In a Linkedln post on Wednesday, the airline said Ascend Airways Malaysia is a separate legal and financial entity from Ascend Airways Ltd in the UK and continues to operate as usual.
‘Ascend Airways Malaysia remains operationally stable, continues to meet all its contractual obligations and is progressing on-track with communicated expansion plans,’ it said.
According to Ascend insiders, a company-wide email explaining the shut down blamed economic pressures, including the impact of the jet fuel crisis caused by the conflict in Iran.
‘It’s to do with the economy, we couldn’t get contracts, the UK is a lot more expensive than Europe,’ a source told The Sun.
‘The fuel situation had a massive effect on it as well.’
The Strait of Hormuz, which has effectively been blocked by Iran since February, handles approximately 20% of the world’s oil supply.
Its closure and the subsequent jet fuel crisis has had a massive impact on the aviation industry, with costs for a barrel skyrocketing from around $85 to $90 (£62 to £85) per barrel to $150 to $200 (£110 to £150).
While airlines around the world are cutting routes and introducing extra charges in an effort to manage soaring prices, Ascend is the first UK airline to have ceased operations because of it.
The carrier reportedly waited until their final flight with Oman Air had landed from Muscat at Stansted Airport before sharing the news with colleagues yesterday.
Oman Air was one of Ascend’s customers (Picture: Getty Images)
Insiders say Ascend also shared that a lack of contracts – again due to airlines scaling back operations amid the jet fuel crisis –also caused issues for the company.
Aviation Business News reports that they unsuccessfully bid on a licence to operate across the Scottish islands.
Although new, Ascend Airways is part of the Avia Solutions Group family, the world’s largest ACMI provider, based in Dublin – and includes Latvia-based SmartLynx which calls itself the ‘Uber of aviation’, and Lithuanian Avion Express.
For a run down of all the airlines cancelling flights and adding extra charges amid jet fuel crisis, read Metro’s full guide.
Metro have contacted Ascend Airlines for comment.
What is wet-leasing?
Rhys Jones, aviation editor at headforpoints.com, told Metro: ‘Wet leasing is a common practice in aviation where airlines effectively “rent” someone else’s aircraft to fly for them.

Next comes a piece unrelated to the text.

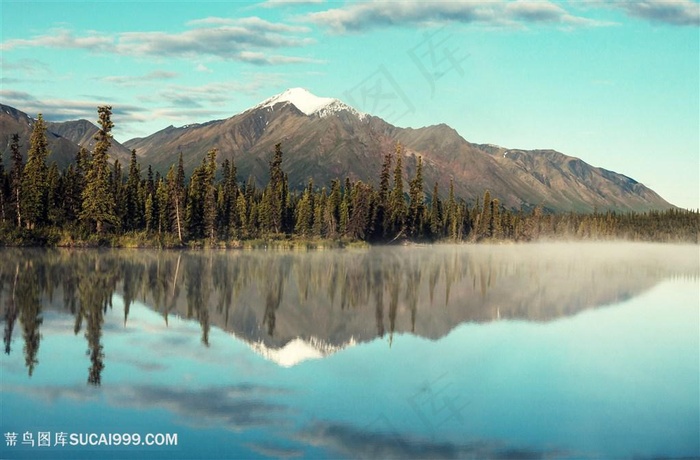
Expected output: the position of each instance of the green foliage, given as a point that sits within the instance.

‘Unlike a “dry” lease, which covers just the aircraft, a wet lease comes with pilots and cabin crew to operate the plane. This means they can often be dropped into services at short notice as airlines do not have to train or retrain crew to operate.’
Passengers are not able to book onto these aircraft directly as wet lessors do not usually run commercial, bookable services, catering to the airlines directly instead.
Rhys says: ‘There are a number of companies that specialise in wet-leased aircraft including, in the UK, Titan Airways.
‘Unlike a conventional airlines with scheduled departures and route network, Titan Airways exists simply to operate services for other airlines and special charter flights.
‘As a result, you won’t find their flights available to book online or in flight search engines. Some airlines wet lease for others, such as Finnair, for Qatar Airways or Qantas.’
‘As a passenger, you may not know you are on a wet-leased aircraft until you step on the plane, as these flights operate as part of an airline’s normal operations, with the same flight number as one operated by an airline’s own aircraft,’ Rhys noted.
Airlines try and keep service as close to their own as possible. However, Rhys says an easy way to spot a wet-leased service is that it will not have the airline’s branding on the tail, and the crew will be wearing different uniforms.’
‘Whilst the interior cabin configuration is different, airlines will often try and load the same standard meal service they offer to all customers,’ Rhys says.
This article was published on April 28, 2026 and has been updated.